Não gosto de misturar coisas tão diferentes como a
Prelo e o Esplanar, mas já tinha dito que iria escrever sobre estes dois livros aqui e falta-me tempo para criar algo de raiz. Ficam amostras (anteriores à revisão de texto) do que está na revista.
O primeiro foi mencionado várias vezes e, tal como as Obras de Aristóteles que o seu autor organiza na INCM, tem passado em silêncio, o que só comprova o que tenho escrito sobre crítica, moda e afins.
«António Pedro Mesquita,
O Pensamento Político Português no século XIX, INCM Lisboa, 2006, 570 pp.
Este longo estudo de António Pedro Mesquita constitui a nosso ver o mais original e bem sucedido trabalho publicado nos últimos anos sobre o século XIX português. E dizemos século XIX por, apesar de o seu foco ser o pensamento político, nunca nele a política se encontrar reduzida a intrigas palacianas ou a uma romanesca sucessão de factos, ainda que tudo isso seja mencionado. Pelo contrário, como o autor começa por esclarecer (no Preâmbulo e em Parte I, capítulo 1) com este trabalho vemos suprida a carência até aqui apenas demasiado evidente de uma abordagem filosófica as correntes mais características do nosso século XIX (este livro revê e amplia o contributo de A. P. Mesquita para o quarto volume da
História do pensamento Filosófico em Portugal, publicado pelo Centro de Filosofia da Universidade de Lisboa e pela Caminho). E por perspectiva filosófica entenda-se um estudo dos documentos em que as doutrinas e ideologias do período se encontram, remetendo a informação biográfica para uma função ancilar e evitando exibir simpatias e antipatias estranhas por definição ao trabalho da análise (o que não impede, bem pelo contrário, que a escrita sempre formal e contida de A. P. Mesquita seja pontuada por notas de humor e comparações com outros dados da história portuguesa, sobretudo recente).
A falta que esta análise faz à historiografia portuguesa é, ou deveria ser, evidente. Sem ela, termos como «liberalismo», «reacção» ou «republicanismo», tão frequentes nos estudos sobre este período carecem de sentido, e, como escreve o autor limitam-se a transpor para a realidade portuguesa conceitos que nela não iluminam antes confundem.
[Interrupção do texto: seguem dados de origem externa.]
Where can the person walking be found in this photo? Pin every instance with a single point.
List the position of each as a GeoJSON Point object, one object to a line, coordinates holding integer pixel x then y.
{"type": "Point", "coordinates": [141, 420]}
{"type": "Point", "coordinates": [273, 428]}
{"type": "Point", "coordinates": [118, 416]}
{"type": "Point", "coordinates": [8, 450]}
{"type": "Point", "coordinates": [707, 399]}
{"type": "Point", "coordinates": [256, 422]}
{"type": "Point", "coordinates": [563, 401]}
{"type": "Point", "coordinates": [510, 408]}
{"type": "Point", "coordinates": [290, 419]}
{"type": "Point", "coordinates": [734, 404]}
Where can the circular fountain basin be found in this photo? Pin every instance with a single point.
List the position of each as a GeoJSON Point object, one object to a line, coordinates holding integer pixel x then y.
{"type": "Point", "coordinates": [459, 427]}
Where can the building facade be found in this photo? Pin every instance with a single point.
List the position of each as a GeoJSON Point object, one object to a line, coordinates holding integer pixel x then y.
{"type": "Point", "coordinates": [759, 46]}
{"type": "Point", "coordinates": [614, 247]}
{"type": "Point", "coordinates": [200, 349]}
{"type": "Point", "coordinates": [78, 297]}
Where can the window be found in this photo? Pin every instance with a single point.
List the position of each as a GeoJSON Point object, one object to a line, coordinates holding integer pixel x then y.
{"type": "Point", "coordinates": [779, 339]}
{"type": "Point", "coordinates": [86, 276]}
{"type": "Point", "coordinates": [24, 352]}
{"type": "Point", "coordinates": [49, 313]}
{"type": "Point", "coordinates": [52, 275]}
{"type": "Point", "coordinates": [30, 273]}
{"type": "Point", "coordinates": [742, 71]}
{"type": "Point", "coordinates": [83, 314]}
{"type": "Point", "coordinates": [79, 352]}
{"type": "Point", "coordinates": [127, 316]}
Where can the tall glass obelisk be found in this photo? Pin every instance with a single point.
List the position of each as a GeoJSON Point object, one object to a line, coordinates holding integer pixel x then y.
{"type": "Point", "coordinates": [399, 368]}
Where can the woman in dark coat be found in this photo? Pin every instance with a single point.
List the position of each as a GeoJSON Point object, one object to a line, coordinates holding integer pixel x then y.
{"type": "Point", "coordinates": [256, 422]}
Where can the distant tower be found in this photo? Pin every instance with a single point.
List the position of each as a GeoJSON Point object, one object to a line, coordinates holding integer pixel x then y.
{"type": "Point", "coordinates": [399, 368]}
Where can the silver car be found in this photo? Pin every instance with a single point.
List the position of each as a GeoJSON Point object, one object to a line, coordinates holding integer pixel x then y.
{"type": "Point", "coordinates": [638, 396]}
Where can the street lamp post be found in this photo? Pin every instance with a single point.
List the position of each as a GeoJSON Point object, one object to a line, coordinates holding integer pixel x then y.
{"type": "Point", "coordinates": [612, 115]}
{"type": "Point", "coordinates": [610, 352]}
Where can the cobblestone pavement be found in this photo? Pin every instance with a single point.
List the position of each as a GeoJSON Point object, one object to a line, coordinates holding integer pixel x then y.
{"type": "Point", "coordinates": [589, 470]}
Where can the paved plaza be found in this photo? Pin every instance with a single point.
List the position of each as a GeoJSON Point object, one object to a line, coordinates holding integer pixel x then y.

Sem surpresa, António Pedro Mesquita entende ser preciso começar o seu percurso com uma breve (para as dimensões do livro) referência ao pensamento político do século XVIII português (citando o estudo de José Esteves Pereira, também na INCM,
O Pensamento Político Português no século XVIII), para melhor enquadrar o leitor mais desatento na realidade da modernidade portuguesa. Esta é singularmente problemática o que se encontra bem nítido no cariz simultaneamente iluminista e autoritário da acção política do Marquês de Pombal, dando aliás origem a uma relação problemática dos liberais do século XIX com o grande reformista do século anterior. E «os liberais», aqui, são realmente vários: a primeira parte do livro intitula-se literalmente «Os Liberalismos» por distinguir sistematicamente (um termo muito adequado à escrita bem organizada e clara do autor) o liberalismo entre «reformismo» e «democratismo», ambos liberais mas com uma série de divergências relevantes o suficiente para o primeiro se perder com a passagem do século e o segundo evoluir para o republicanismo que, juntamente com o socialismo (este, na verdade, outro plural), constitui o tema da terceira parte do volume. Pelo meio, a segunda parte dedicada à «contra-revolução» não constitui tanto um estudo de uma alternativa a estas correntes pós-revolucionárias como a documentação da falta de tal alternativa, deixando bem documentado o mero conservadorismo sem soluções dos seus proponentes.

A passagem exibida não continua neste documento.